Suggested Age/Content Guide:
16-up / V2 N2 M4 L2

Series Type: TV Series

Length:
12 25-minute episodes

Production Date:
2003-07-05 - 2003-09-20

What's In It

Categories:
Costumed Superheroes

Look for:
Chronic Anticlimaxes
Invaders From Space
Incompetent Villains
Incompetent Heroes
Gratuitous Gimp Masks

See Also

Sequels/Spin-offs:
None

You Might Also Like:
Moldiver
Twin Signal
The Daichis
Shinesman
Jubei-chan: The Ninja Girl

Original Title: 住めば都のコスモス荘 すっとこ大戦ドッコイダー
Romanized: Sumeba Miyako no Kosumosu-Sou: Suttoko Taisen Dokkoidaa
Literal: The "You Can Get Used To Living Anywhere" Cosmos Manor: The Idiotic Great Battle Dokkoider

Plot Synopsis

The Galaxy Federation Police, facing a recruting shortfall due to the routine slaughter of its officers, has a contract out for fancy new power armor.
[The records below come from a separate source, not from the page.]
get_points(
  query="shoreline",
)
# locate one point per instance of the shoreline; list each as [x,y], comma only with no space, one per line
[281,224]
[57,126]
The test will be carried out on the backwater planet of Earth, using Earthlings as the operators, and will involve combatting a collection of the worst criminals in the galaxy, let out of prison on special probation as part of the test.

Meanwhile, on Earth, Suzuo is a 19-year-old guy fresh out of school and equally out of work. A job literally falls out of the sky when a scan reveals that he's a perfect fit for Otankonasu Co.'s prototype suit, Dokkoida. It doesn't pay well, and it involves combat with Class-A space criminals, but it does come with room and board at the Cosmos Manor... with those same Class-A criminals. Hey, the GFP's budget is tight.

Now Suzo is living with his "little sister" (Otankonasu's diminutive and thrifty Tanpopo), the good-looking girl next door who just happens to resemble his competition, Neruloid Girl (and her bitter, surly bunny, the Emerald Co. rep), a nice older fellow who bears a striking resemblance to the mad scientist Marronflower, a headstrong little girl who might also be an alien mastermind, and the couple upstairs... who do a lot of whipping and screaming.

Review

Rating: 3.5 / 5
Reviewer: Marc
Review Date: 2008-08-16

Dokkoida looks to be an entirely predictable sort of parody, and it almost is. Almost.

If you were to glance at the box, you would expect Dokkoida to be yet another series about an unassuming young fellow who gets roped into playing superhero in a dorky-looking costume, and you would be right. You would expect it to feature a collection of flamboyant supervillains with personality quirks, and you would be right. You would expect at least one episode involving all the female characters, a hotspring, and peeping toms, and you would be right.

You would probably expect Dokkoida to be juvenile, unoriginal, rather tame, totally predictable, and pretty much yet another generic anime parody. This is where you would be wrong.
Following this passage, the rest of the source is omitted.